Die Ankerketten aller Schiffe knarrten. Man konnte nicht bewegungsunfähig bleiben. Man mußte das Unmögliche wahr machen und den Gegner, der die offene See für sich hatte, aus der Flußmündung heraus angreifen, ohne dabei freilich feuern zu können. Es war eine heikle Situation.
Und als sich die ersten Segel blähten, brach das große Unglück furchtbar herein.
Niemand, auch der Pfeifer nicht, hatte auf das geachtet, was an Land vor sich gegangen war.
Vermutete man doch in keinem Fall eine Teufelei Tunatatschis hinter diesem Angriff. Niemand dachte an einen Privatkrieg. Jeder glaubte fest, daß eine Einheit der holländischen Flotte die Schiffe, die den Seeräuber Dieuxdonné hatten entkommen lassen, aufgestöbert hatte.
Da donnerten die abmontierten Geschütze Hassans von den Hügeln herüber. Ihre Kugeln begnügten sich nicht allein mit der Zerstörung der Aufbauten und Masten, sondern fraßen sich in die Leiber der Schiffe und schlugen sie leck.
Der Angriff kam so unerwartet, daß die Männer der Flottille zunächst wie erstarrt standen, bevor sie begriffen, was sich da abspielte.
Niemand war auf den Gedanken gekommen, die Seitengeschütze feuerbereit zu machen. Es lag außerhalb des Begriffsvermögens, mit einem Angriff von den friedlichen Eingeborenen zu rechnen, und gar erst, daß diese über Geschütze verfügten. Ein solches kombiniertes Manöver forderte im allgemeinen mehr Kenntnisse, als man einem wilden Häuptling zugetraut hätte.

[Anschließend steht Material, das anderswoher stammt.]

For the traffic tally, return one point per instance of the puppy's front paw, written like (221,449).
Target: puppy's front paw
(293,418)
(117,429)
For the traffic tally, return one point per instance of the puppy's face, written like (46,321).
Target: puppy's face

Hinzu kam noch, daß niemand etwas von der Existenz eines vierten Schiffes geahnt hatte.
Obwohl die Fahrzeuge unter dem starken Feuer lagen, drehten sie sich langsam um ihre eigene Achse in die Strömung. Als die »Mapeika« endlich soweit war, daß sie Fahrt gewann, schrie plötzlich jemand:
»Wasser im Kielraum!«
Da spürte man auch schon deutlich, daß sie zu sinken begann.
Porquez mußte den Befehl abgeben, denn er war durch herumfliegende Splitter schwer verwundet worden.

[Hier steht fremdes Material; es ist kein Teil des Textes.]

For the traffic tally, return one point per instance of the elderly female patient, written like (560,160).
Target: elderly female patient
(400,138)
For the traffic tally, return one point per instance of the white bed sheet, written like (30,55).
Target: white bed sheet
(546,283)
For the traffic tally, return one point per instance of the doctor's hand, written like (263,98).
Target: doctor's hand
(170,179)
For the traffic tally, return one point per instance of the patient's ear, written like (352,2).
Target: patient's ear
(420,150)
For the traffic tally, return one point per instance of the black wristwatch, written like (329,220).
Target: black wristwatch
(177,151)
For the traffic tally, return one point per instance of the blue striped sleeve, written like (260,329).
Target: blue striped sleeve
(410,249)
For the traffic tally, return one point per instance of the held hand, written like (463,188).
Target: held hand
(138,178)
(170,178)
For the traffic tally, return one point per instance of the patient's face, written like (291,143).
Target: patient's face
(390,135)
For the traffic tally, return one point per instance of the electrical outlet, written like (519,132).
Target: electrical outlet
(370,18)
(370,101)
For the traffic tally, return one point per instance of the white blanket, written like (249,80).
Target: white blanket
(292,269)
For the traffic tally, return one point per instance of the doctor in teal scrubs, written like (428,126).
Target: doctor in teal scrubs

Don Hidalgo hatte noch die Geistesgegenwart, die »Mapeika« aus der Strömung zu bringen, um der »Dimanche« und der »Trueno« nicht die Ausfahrt zu versperren.
Die Treffer in die »Dimanche« lagen vorläufig noch oberhalb der Wasserlinie. —
Michel war zu Ojo gerannt.
»Wir müssen zuerst die Geschütze auf dem Land niederkämpfen«, rief er, um den Lärm zu übertönen.

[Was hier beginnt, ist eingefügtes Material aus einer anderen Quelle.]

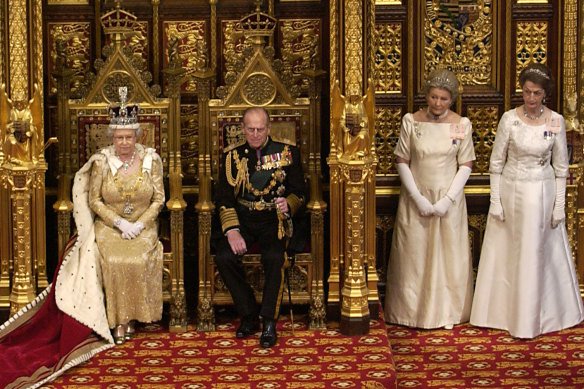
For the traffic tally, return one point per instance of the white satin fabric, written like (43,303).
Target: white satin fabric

Ojo nickte, und bald darauf feuerte die »Trueno« die erste Breitseite ab.
Da stürmte Marina heran und schrie den Pfeifer mit überschlagender Stimme an:
»Seid Ihr wahnsinnig? Wir können doch nicht hier stehenbleiben! Wir müssen ebenso wie die anderen schnellstens wenden, sonst sind wir verloren.«
»Ich bin nicht wahnsinnig. Das Wichtigste ist, den Rückzug der anderen beiden zu decken.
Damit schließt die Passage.